I am working with Google Benchmark to measure the execution time of some code. For example, I wrote the following code to measure its execution time performance.
#include <benchmark/benchmark.h>
// Alternatively, can add libraries using linker options.
#ifdef _WIN32
#pragma comment ( lib, "Shlwapi.lib" )
#ifdef _DEBUG
#pragma comment ( lib, "benchmarkd.lib" )
#else
#pragma comment ( lib, "benchmark.lib" )
#endif
#endif
static void BenchmarkTestOne(benchmark::State& state) {
int Sum = 0;
while (state.KeepRunning())
{
for (size_t i = 0; i < 100000; i++)
{
Sum += i;
}
}
}
static void BenchmarkTestTwo(benchmark::State& state) {
int Sum = 0;
while (state.KeepRunning())
{
for (size_t i = 0; i < 10000000; i++)
{
Sum += i;
}
}
}
// Register the function as a benchmark
BENCHMARK(BenchmarkTestOne);
BENCHMARK(BenchmarkTestTwo);
// Run the benchmark
BENCHMARK_MAIN();
When the above code has run, it shows me the following results:
Benchmark Time CPU Iterations
-----------------------------------------------------------
BenchmarkTestOne 271667 ns 272770 ns 2635
BenchmarkTestTwo 27130981 ns 27644231 ns 26
But I couldn't figure out what is the meaning of Iterations here?
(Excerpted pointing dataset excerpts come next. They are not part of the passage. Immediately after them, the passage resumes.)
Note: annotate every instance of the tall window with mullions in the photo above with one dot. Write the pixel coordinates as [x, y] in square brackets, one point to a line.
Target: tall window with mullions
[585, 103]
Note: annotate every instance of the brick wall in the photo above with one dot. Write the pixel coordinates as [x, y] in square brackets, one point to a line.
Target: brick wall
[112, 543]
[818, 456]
And also why Time and CPU are different from each other?
Google Benchmark tries to benchmark each candidate for a similar amount of time, and/or for long enough to get stable results.
The benchmark counts how many iterations it actually did, along with the exact time. A much slower per-iteration benchmark will do far fewer iterations.
The printout is (calculated) per-iteration time, and (counted) iterations of the benchmark function.
It might actually be a count of calls to state.KeepRunning()
, but I don't know that level of detail.
Just FYI, your benchmark loops don't return any result or store it to a volatile
after the loop, so a compiler could easily optimize away the loop. Also note that signed overflow is UB in C, and your int
will pretty definitely overflow.
(Or clang could still optimize those sum loops into a closed form formula based on Gauss's n * (n+1) / 2
but avoiding overflow.)
Benchmarking with optimization disabled is useless; don't do it.